On the outskirts of a small town Mirny in eastern Siberia, there’s a Mirny mine which is also referred to as Mir mine.
On the outskirts of a small town Mirny in eastern Siberia, there’s a Mirny mine which is also referred to as Mir mine. Next to Bingham Copper Mine in Utah, this former diamond mine is the second largest excavated hole in the world. Now inactive, the mine is nearly 1722 feet deep and 3900 ft wide.
In June 1955, the Soviet geologists, Yuri Khabardin, Ekaterina Elagina & Viktor Avdeenko, found diamond-bearing deposits during the large Amakinsky Expedition in Yakut ASSR. The three geologists unearthed pipes of igneous rock kimberlite which sometimes contains diamonds.

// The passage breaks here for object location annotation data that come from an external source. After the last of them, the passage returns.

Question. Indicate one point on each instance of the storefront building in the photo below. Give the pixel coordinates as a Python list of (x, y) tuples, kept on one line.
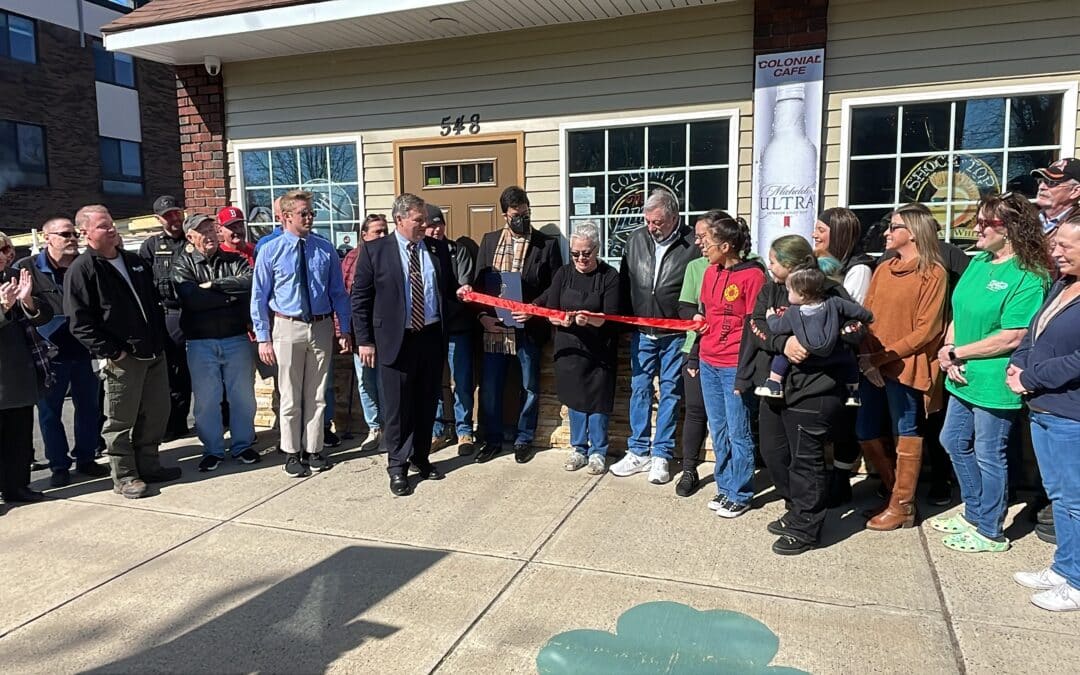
[(591, 105)]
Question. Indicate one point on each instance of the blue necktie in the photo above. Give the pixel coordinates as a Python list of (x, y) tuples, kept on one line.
[(305, 288)]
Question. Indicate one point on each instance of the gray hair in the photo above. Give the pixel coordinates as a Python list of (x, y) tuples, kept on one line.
[(663, 200), (586, 231), (405, 203)]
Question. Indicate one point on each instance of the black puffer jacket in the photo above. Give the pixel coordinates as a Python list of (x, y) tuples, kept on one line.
[(639, 295), (104, 314), (221, 310)]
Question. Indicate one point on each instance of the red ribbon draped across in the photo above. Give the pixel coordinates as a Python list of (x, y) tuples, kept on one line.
[(666, 324)]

After many failed excavations in the 1940s and 1950s, this was the second successful exploration after the Zarnitsa mine in 1954. In 1957, the geologist Yuri Khabardin was also honored with the Lenin Prize, one of the prestigious awards in the Soviet Union.
In 1957, the development of mine began in extremely harsh climatic conditions. The mining was hard because the ground stayed frozen in the seven winter months of the year. And at the time of summers, it turned into slush.

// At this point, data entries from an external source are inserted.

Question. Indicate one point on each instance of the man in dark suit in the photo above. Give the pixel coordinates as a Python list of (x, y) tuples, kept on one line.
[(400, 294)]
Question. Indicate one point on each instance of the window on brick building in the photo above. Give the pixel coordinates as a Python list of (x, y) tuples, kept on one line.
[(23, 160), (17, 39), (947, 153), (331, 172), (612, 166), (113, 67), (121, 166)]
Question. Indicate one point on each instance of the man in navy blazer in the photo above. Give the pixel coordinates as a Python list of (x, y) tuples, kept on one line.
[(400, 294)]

The buildings had to be built on piles to prevent them from sinking which could be caused due to the building’s warmth that melting the permafrost. The primary processing plant was constructed, 20 km away from mine, on better ground.
In winters, the jet engines were used by workers to defrost and dig out the permafrost. They sometimes blasted it with dynamite to get to the kimberlite. The whole mine was covered during the night for preventing machinery from freezing.
During the 1960s, the mine was producing 10,000,000 carats of diamond every year, of which nearly 20% was of gem quality. The yield dwindled to 2 carats per tonne & the production rate reached 2,000,000 carats per year near its bottom.
On 23 December 1980, the "26th Congress of the Communist Party of the Soviet Union" was the largest diamond ever discovered in the mine. This fancy lemon yellow raw diamond weighed 342.5 carats. In the 1990s, mine operation was put on halt at a depth of 340 m after the pit bottom became flooded but resumed later.
The former Mir mine was the first and largest diamond mine developed in Soviet Russia. Closed in June 2001, the mine stood operational for 44 years. Post the USSR collapse in the 1990s, the Sakha diamond company operated the mines reporting annual profits of over $600 million from diamond sales.
Later, the largest diamond mining company of Russia ‘Alrosa’ operated the mine employing 3,600 workers. In the 1970s, the construction work of a network of tunnels for underground diamond recovery started. Until 1999, the project operated only as an underground mine.
For stabilization of the abandoned surface mine pit, the bottom was covered by a 45m thick rubble layer. And soon after underground operations started, the project lasted for nearly 27 years. The mining stopped in 2004 with a permanent shut down in 2011.